2008-10-14 Thread Maciej Stachowiak

On Oct 14, 2008, at 3:15 PM, Ojan Vafai wrote:

 I currently see nameGetter, namedItem and getNamedItem in a number  
 of different files that all currently have custom bindings that  
 normalize to a nameGetter function.

 Can we just have all the collection types normalize on a single name  
 for this function? It would mean that much of this custom binding  
 could be avoided.

 I'm running into this with Chromium as I am trying to replace our  
 PluginArray and MimeTypeArray with WebKit's.
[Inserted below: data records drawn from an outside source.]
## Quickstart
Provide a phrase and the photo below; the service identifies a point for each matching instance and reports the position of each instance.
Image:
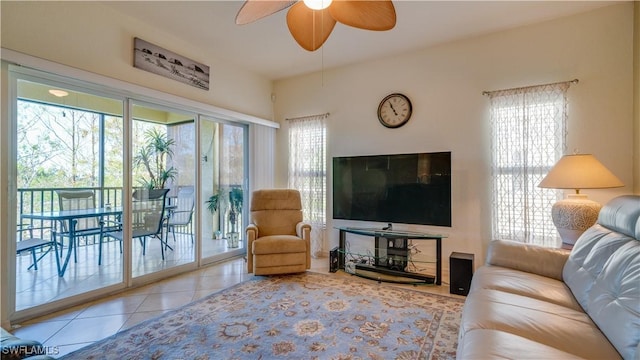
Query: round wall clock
(394, 110)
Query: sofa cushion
(552, 325)
(525, 284)
(485, 344)
(603, 272)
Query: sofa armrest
(303, 230)
(252, 235)
(529, 258)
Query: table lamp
(574, 215)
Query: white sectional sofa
(530, 302)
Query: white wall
(445, 84)
(93, 37)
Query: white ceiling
(267, 48)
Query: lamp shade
(576, 214)
(580, 171)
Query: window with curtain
(528, 132)
(307, 171)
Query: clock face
(394, 110)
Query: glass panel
(163, 180)
(223, 173)
(69, 156)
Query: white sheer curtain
(528, 131)
(307, 172)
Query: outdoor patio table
(71, 216)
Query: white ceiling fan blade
(253, 10)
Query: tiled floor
(66, 331)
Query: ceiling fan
(311, 21)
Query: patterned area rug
(305, 316)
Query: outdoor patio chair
(79, 200)
(182, 214)
(148, 219)
(32, 244)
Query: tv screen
(401, 188)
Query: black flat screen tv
(399, 188)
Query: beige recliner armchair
(278, 242)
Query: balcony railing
(46, 199)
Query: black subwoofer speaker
(333, 260)
(460, 273)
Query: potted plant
(213, 204)
(153, 157)
(235, 208)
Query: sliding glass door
(163, 194)
(112, 191)
(69, 146)
(223, 188)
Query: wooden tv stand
(391, 255)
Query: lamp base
(572, 216)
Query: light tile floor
(65, 331)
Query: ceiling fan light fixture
(317, 4)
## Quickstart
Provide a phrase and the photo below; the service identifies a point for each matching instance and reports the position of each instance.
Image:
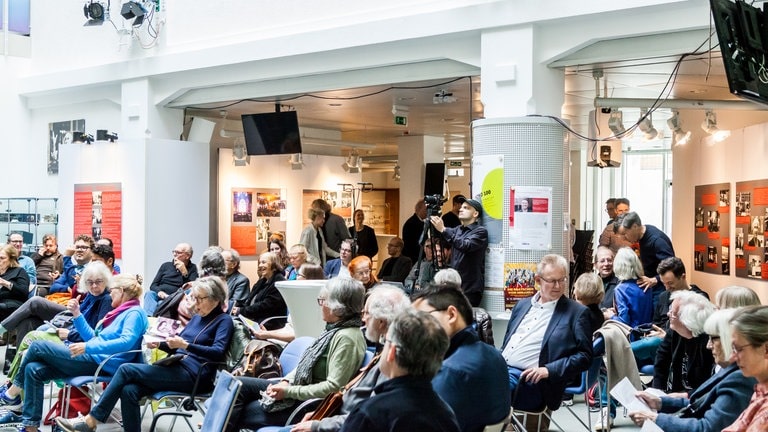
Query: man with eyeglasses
(171, 276)
(17, 240)
(473, 366)
(548, 341)
(75, 259)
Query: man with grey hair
(548, 341)
(682, 360)
(238, 284)
(383, 305)
(412, 354)
(171, 276)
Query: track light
(240, 155)
(710, 126)
(296, 161)
(352, 164)
(681, 136)
(96, 12)
(645, 124)
(131, 10)
(616, 124)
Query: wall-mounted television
(272, 133)
(741, 31)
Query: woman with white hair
(714, 404)
(326, 366)
(632, 304)
(682, 361)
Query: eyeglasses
(93, 282)
(560, 282)
(738, 349)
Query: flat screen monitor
(741, 32)
(272, 133)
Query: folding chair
(222, 401)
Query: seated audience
(413, 352)
(264, 300)
(325, 367)
(473, 379)
(682, 363)
(396, 267)
(120, 331)
(338, 266)
(204, 339)
(384, 303)
(750, 344)
(634, 305)
(547, 343)
(360, 269)
(713, 405)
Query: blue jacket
(633, 305)
(474, 382)
(712, 406)
(404, 404)
(123, 334)
(566, 350)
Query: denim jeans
(132, 382)
(44, 362)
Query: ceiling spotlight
(616, 124)
(296, 161)
(681, 136)
(240, 155)
(352, 164)
(710, 126)
(132, 10)
(96, 12)
(645, 124)
(443, 97)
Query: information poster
(488, 174)
(711, 249)
(530, 221)
(256, 215)
(751, 254)
(519, 283)
(99, 213)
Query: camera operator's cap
(476, 205)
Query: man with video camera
(468, 242)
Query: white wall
(742, 157)
(274, 172)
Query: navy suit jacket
(566, 350)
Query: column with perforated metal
(535, 154)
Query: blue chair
(222, 400)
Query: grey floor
(562, 416)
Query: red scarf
(111, 315)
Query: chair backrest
(221, 402)
(292, 352)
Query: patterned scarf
(319, 347)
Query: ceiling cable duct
(678, 104)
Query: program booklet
(162, 329)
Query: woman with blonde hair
(120, 331)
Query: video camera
(434, 204)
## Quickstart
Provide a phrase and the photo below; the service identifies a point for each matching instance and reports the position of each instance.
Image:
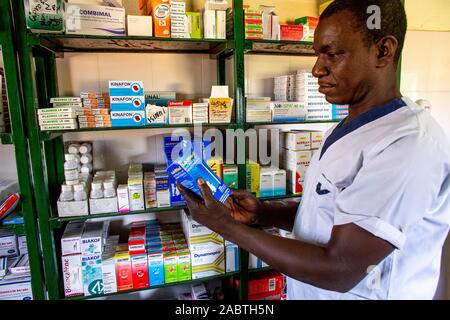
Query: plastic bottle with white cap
(86, 168)
(110, 191)
(66, 193)
(70, 167)
(85, 148)
(74, 148)
(80, 193)
(96, 190)
(86, 158)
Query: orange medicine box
(161, 18)
(139, 267)
(291, 32)
(124, 273)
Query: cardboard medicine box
(124, 273)
(8, 244)
(92, 239)
(71, 239)
(207, 261)
(296, 140)
(72, 275)
(155, 266)
(91, 266)
(139, 269)
(95, 20)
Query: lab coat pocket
(325, 193)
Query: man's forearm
(301, 261)
(280, 214)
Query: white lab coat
(388, 171)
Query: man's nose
(319, 69)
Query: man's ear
(387, 48)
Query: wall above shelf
(49, 135)
(290, 123)
(57, 222)
(273, 47)
(6, 138)
(90, 43)
(225, 275)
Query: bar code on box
(272, 284)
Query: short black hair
(393, 19)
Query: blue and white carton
(126, 88)
(127, 118)
(190, 166)
(127, 103)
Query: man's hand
(207, 211)
(244, 207)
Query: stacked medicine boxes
(272, 182)
(206, 247)
(71, 259)
(253, 24)
(96, 110)
(138, 255)
(108, 265)
(15, 277)
(297, 149)
(92, 242)
(136, 187)
(309, 27)
(62, 115)
(167, 241)
(127, 103)
(215, 19)
(178, 19)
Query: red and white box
(180, 111)
(139, 267)
(266, 286)
(296, 140)
(72, 276)
(291, 32)
(124, 274)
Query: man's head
(359, 43)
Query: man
(376, 207)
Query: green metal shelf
(6, 138)
(274, 47)
(91, 43)
(287, 196)
(290, 122)
(50, 135)
(226, 275)
(269, 268)
(57, 222)
(18, 228)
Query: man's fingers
(240, 194)
(206, 193)
(189, 196)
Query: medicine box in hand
(190, 166)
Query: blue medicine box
(126, 88)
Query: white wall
(425, 75)
(425, 72)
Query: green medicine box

This is messing with  
 our templates that currently just use namedItem (although could just  
 as easily use nameGetter if that's preferred).

 The big differences with our MimeTypeArray implementation is that it  
 kept a Vector of MimeTypes, returned raw pointers and used namedItem  
 instead of nameGetter. It would be great if we could unify these.

It would be great to make things as consistently as possible, though  
the key here is as possible. Some of the IDL interfaces define an  
explicit namedItem() or getNamedItem() function, while others have  
only an implicit name getter. It is even possible in theory for an  
interface to have only a method named namedItem() but no implicit get- 
by-name behavior.

What I would suggest is to give every class that supports get-by-name  
a method called namedGetter, which is just an inline call to  
namedItem or getNamedItem or whatever, if there is an appropriate such  
method. Then the bindings generator could be changed so it can make  
use of that, and not require you to write namedItem() by hand in the  
JS bindings (by this I mean the JSC JS bindings).